安藤忠雄が手掛けたボース・ド・コマース
現代アート美術館ボース・ド・コマースが昨年オープンする。18世紀、穀物取引所として建てられ、1889年の万博にはガラスのドームが加えられる。19世紀末から証券取引所だった建物をファッション業界の巨匠、ピノー財団がパリ市から借り受け、安藤忠雄が改装を手掛ける。
18世紀の円形建物の中 にコンクリートの空間を作る。「過去、現在、未来の時間の糸をつなぎ、芸術とも対話する空間を作りたいと考えました」と安藤。過去と現代が共存する壮大なアート殿堂が完成する。ピノーは20年前にコンペを勝ち取った安藤と、セーヌ川の中洲に美術館を作る計画が難航し、挫折。その後、ピノー安藤組はヴェネチアで、2つの美術館を作り上げる。パリの美術館がやっと実現する訳だが、立地条件は、こちらがはるかにいい。パリのど真ん中、ショッピングモール、フォーラム、レアールの公園が横にあり、館内から眺める自然とマッチした景色は抜群。

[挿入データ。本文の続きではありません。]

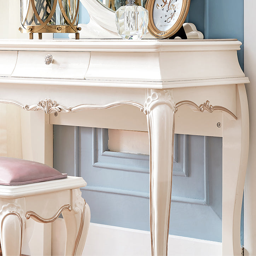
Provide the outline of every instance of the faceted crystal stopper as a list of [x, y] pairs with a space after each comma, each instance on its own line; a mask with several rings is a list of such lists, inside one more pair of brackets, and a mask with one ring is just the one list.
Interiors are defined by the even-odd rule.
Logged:
[[145, 35], [149, 23], [147, 10], [128, 0], [128, 4], [116, 11], [117, 32], [123, 39], [141, 39]]

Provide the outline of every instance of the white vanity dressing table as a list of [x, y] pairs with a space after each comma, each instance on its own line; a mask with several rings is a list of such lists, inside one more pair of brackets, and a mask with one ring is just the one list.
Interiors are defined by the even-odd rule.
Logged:
[[[249, 81], [238, 60], [241, 44], [236, 40], [1, 40], [0, 103], [31, 111], [34, 150], [50, 165], [52, 124], [148, 129], [155, 255], [167, 254], [174, 132], [222, 137], [222, 253], [240, 255], [249, 141], [244, 85]], [[54, 60], [49, 65], [44, 62], [48, 54]]]

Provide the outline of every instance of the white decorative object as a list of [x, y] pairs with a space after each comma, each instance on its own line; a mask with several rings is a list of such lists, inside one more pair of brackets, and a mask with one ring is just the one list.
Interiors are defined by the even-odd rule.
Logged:
[[0, 238], [3, 255], [21, 255], [27, 220], [31, 218], [40, 223], [51, 223], [62, 213], [66, 230], [65, 255], [81, 255], [90, 213], [79, 188], [86, 185], [82, 178], [69, 176], [25, 185], [0, 185], [0, 204], [2, 205], [0, 210]]
[[[236, 40], [0, 41], [4, 55], [12, 57], [8, 72], [0, 66], [0, 102], [34, 110], [26, 111], [35, 138], [29, 149], [41, 162], [52, 161], [52, 124], [148, 130], [155, 255], [167, 253], [174, 132], [223, 137], [222, 254], [238, 255], [249, 141], [244, 85], [249, 81], [238, 60], [241, 44]], [[51, 67], [46, 72], [37, 66], [48, 53], [54, 62], [43, 63]], [[76, 64], [74, 58], [83, 55]], [[23, 68], [27, 65], [35, 72]], [[50, 117], [34, 111], [39, 109]]]

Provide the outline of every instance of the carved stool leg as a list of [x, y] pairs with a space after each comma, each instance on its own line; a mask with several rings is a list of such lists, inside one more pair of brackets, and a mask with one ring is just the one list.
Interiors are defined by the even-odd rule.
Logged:
[[150, 147], [152, 253], [167, 255], [171, 193], [174, 102], [171, 90], [151, 90], [147, 99]]
[[19, 214], [6, 213], [1, 216], [1, 245], [3, 255], [20, 255], [23, 223]]
[[249, 119], [244, 85], [237, 87], [238, 120], [223, 116], [222, 254], [241, 255], [241, 208], [248, 158]]
[[83, 249], [91, 219], [89, 205], [81, 196], [78, 189], [71, 191], [72, 210], [62, 212], [66, 237], [65, 255], [81, 255]]

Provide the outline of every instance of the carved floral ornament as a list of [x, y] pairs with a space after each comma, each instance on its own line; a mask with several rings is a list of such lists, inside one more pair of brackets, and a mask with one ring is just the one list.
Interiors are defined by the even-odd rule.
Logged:
[[174, 99], [170, 92], [165, 90], [161, 90], [158, 92], [153, 91], [151, 95], [147, 97], [145, 106], [138, 102], [131, 100], [115, 101], [105, 105], [82, 104], [72, 107], [66, 107], [59, 104], [55, 100], [50, 99], [40, 100], [37, 104], [30, 106], [27, 104], [23, 105], [18, 101], [8, 100], [0, 100], [0, 103], [12, 104], [28, 111], [43, 110], [46, 114], [54, 112], [63, 111], [69, 113], [82, 109], [106, 109], [124, 105], [138, 107], [141, 112], [143, 112], [145, 115], [147, 115], [155, 106], [162, 104], [169, 105], [173, 109], [174, 114], [175, 114], [178, 111], [179, 107], [182, 105], [188, 105], [192, 110], [199, 111], [202, 112], [205, 110], [210, 113], [212, 113], [215, 110], [220, 110], [229, 114], [236, 120], [237, 119], [236, 116], [227, 109], [220, 106], [213, 106], [210, 104], [209, 100], [206, 100], [199, 106], [190, 100], [183, 100], [175, 104]]

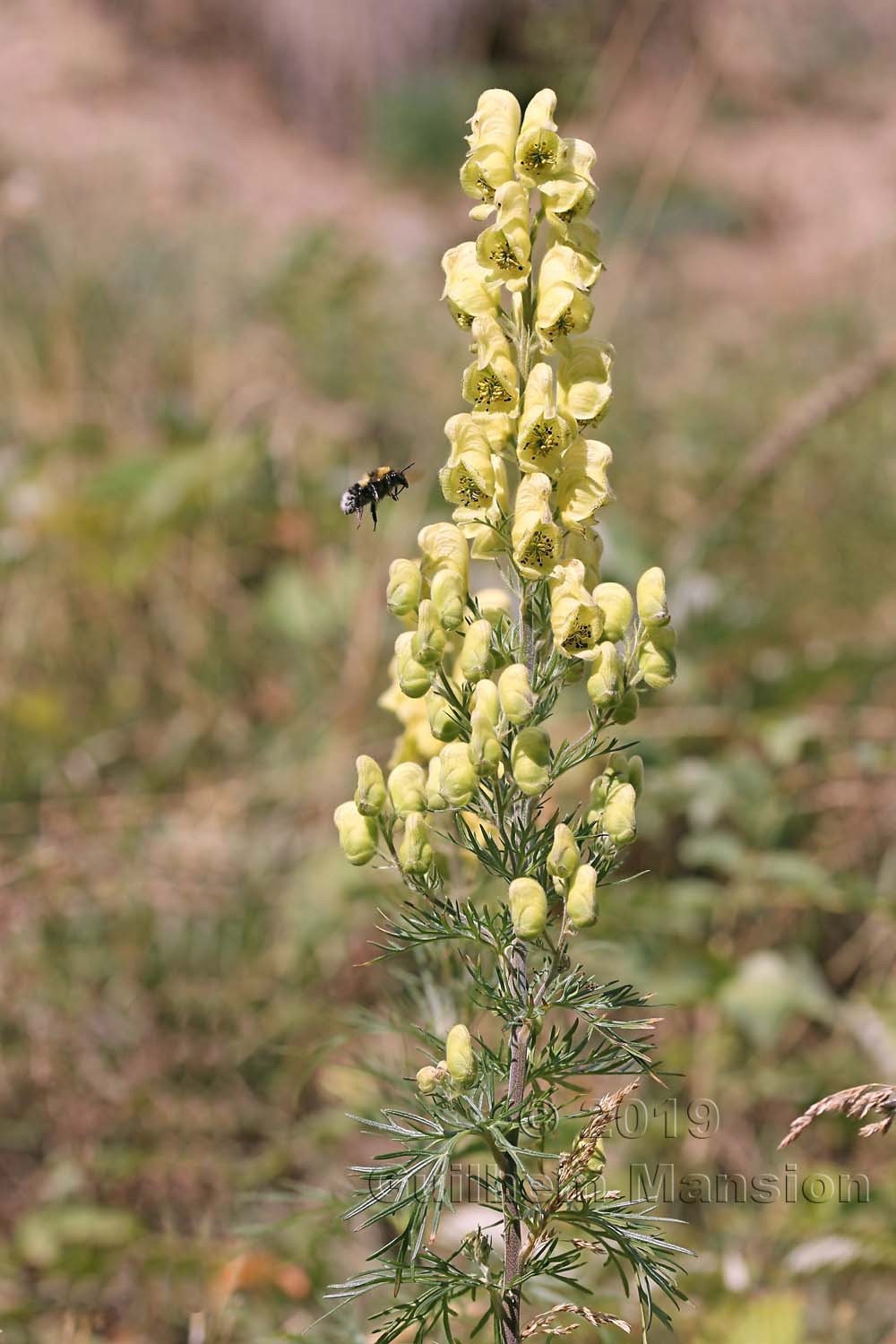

私が親しくしているガイドは、安藤忠雄の大ファンで、彼の建造物を見に直島にも行っている。直島の話をしているうちに、この美術館がオープンしたら行こうと約束。私は町の愛好会の人達を連れ、彼女のガイドでオープニング展を見る。1000を超えるピノーコレクションから200点を選び展示。現代アートは、私達には理解しがたい作品が多いが、ガイドの説明があると作品に興味が持てる。コンクリートシリンダーの外側に沿って作られた階段と通路は3フロアに渡る10の展示室に繋がっている。3階の階段を登ると、シリンダーを上から覗き込む事が出来る。 この美術館4階には、ミッシェル・ブラスの店が入っている。
穀物市場だった建物に敬意を評し、レストランを穀物市場と名付け、穀物や豆類を中心としたメニューを出している。行きたかったが、愛好会では安くて気軽に入れる店を選ぶので予算的に無理。すぐ近くにある評判の良いナポリピザを出す店で昼食。参加者が2つのテーブルに分かれ賑やかに昼食。見学の後、皆で食事をするのも毎回楽しみだ。
もう一つ新しい美術館は、ピノーと比較されるアルノーのルイヴィトン財団美術館。フランク・ゲーリーの設計で、2015年にオープン。ブーローニュの森にある。鉄骨とガラスの建築が自然とマッチしたゲーリーらしいモダンな建物は素晴らしい。11の催し会場、展示場があるが、展覧会場の地下は天井が低く各部屋も狭く、前者の美術館の開放感がない。二つの美術館を比較した時、私は安藤が手掛けたボース・ド・コマースに軍配を上げたい。